As I look back at the last several years of my legal career, I can clearly see the impact the Ladder Down Program has had on my success and accomplishments. Ladder Down provided me with access to key information on how to build a successful legal career and also gave me the tools to navigate the business and personal aspects of the practice of law.
I remember receiving the email from co-founder Alison Christian inviting me to attend an information session on Ladder Down. At first, I was hesitant to attend because I noticed a majority of the women invited practiced in the area of insurance defense and were affiliated with the Arizona Association of Defense Counsel. I was not a member of AADC, and I practiced municipal law.

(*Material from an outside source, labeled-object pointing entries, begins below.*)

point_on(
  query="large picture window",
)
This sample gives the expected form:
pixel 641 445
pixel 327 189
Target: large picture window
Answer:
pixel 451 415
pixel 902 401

However, Alison’s description of a women’s leadership program with the objective of empowering women by giving them directed training and providing them with practical, tangible tools for getting ahead in the legal profession sounded like an amazing idea to me. I had only been at my firm for two years, and I incorrectly thought I had several years of practice ahead of me before I had to think about leadership roles, business development, and mentorship. Since Ali was my law school classmate, I decided to attend.
On the day of the meeting, I was still on the fence about attending and participating in the program. I was concerned I wouldn’t have anything in common with the group of women. We had different practice areas, different lifestyles, and different backgrounds. I could not see how participating in Ladder Down would be beneficial to me. I walked into the room and quickly found my spot in the corner.
Alison and co-founder Beth Fitch described Ladder Down and their vision for us as women lawyers. Each one shared their personal experience and the challenges they’ve faced practicing law. After the presentation, I was able to have one-on-one conversations with some of the other women in the room. I was surprised to hear that their fears, concerns, misconceptions, challenges, and goals as a women lawyer were similar to mine. I left the meeting inspired and decided to apply.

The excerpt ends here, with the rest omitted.